As far as it goes, that basically sums up Woody's philosophy here. The title encompasses the basic extent of the film's concerns. Woody's character, a cowardly Russian soldier, ruminates continuously on death, the existence of God, the nature of love, and the purpose of life. These are of course familiar themes to any fans of Allen's films, though here they're treated with a much lighter touch than usual. Woody is practically clownish here, as he often was in the earlier films, and he shows a willingness to do anything for the joke. The film blends several types of comedy into the mix, alternating slapstick silent comedy routines with quick-witted wordplay and hilarious parodies of Woody's heroes, like Bergman, Dostoevsky, and Eisenstein. This latter has the quality of an in-joke for art cinema fans, since nobody else is likely to get the joke when Woody inserts lengthy parodies of Persona and The Seventh Seal. There are periodic monologue scenes in which the characters, in tight close-up, turn and address the camera, looking tortured as they recite endlessly complicated monologues on morality and God. Towards the end, he has another character's face move into the frame and bisect the face of Diane Keaton, forming a warped composite face that makes a striking counterpoint to the one in Persona. He also inverts Eisenstein's famous montage of three lion statutes in increasing standing positions; Woody shows three lions culminating in a lazy one, lying with its head on its paws. Even the ending channels his hero Bergman, a hilarious deflation of the ending of The Seventh Seal, with Woody and the Grim Reaper dancing off into an orange sunset.

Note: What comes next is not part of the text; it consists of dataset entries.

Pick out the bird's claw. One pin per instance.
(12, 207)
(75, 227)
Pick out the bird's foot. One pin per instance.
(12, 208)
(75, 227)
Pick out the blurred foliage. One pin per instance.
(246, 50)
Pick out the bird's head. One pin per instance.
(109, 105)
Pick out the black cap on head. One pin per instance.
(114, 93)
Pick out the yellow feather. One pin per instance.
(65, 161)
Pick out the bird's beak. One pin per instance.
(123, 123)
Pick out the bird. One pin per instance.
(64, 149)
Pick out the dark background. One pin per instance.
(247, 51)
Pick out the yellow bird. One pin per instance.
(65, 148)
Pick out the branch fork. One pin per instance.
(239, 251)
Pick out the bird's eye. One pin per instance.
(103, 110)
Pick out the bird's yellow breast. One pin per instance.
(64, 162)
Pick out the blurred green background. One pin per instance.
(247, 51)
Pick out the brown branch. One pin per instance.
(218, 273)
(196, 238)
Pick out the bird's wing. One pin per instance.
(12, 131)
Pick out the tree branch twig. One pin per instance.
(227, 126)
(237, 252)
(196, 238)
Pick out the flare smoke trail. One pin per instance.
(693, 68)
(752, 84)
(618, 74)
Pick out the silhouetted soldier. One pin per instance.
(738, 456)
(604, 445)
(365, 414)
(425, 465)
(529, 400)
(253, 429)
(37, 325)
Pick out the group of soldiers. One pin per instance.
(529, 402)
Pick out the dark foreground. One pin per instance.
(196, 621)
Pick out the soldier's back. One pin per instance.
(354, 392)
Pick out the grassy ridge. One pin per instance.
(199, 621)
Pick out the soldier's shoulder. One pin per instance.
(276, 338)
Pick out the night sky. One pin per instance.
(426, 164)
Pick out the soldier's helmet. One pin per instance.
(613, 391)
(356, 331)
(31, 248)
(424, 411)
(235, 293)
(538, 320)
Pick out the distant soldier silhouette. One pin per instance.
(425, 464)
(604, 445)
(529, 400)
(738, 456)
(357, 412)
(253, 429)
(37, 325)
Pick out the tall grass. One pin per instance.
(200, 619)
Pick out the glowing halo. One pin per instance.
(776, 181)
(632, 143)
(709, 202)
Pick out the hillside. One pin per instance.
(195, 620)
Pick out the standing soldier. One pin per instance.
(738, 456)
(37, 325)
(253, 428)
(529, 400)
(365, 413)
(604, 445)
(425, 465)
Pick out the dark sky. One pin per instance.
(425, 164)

Obviously, these are in-jokes specifically intended for art cinema fans like Woody, and anybody not familiar with the originals is likely to just gloss over these moments. That's OK, though, because so much of these early films depend on being able to mentally skip by the moments that don't work. With such a constant flood of jokes pouring out of Woody at all times, not everything here is top-notch. The more measured pace of his later films allowed for greater consistency and deliberateness to the gags, but here he's just throwing out whatever he thinks of and hoping that some of it will work. To his credit, a lot of it does, and the relative proportion of flat humor is pretty small overall. This is one of his funniest early films as well as his smartest and most sophisticated. His films would only get better from here, as he charged right into a period of unparalleled creativity and increasing depth. But this film, positioned on the cusp of that great run, is very much worthwhile in its own right.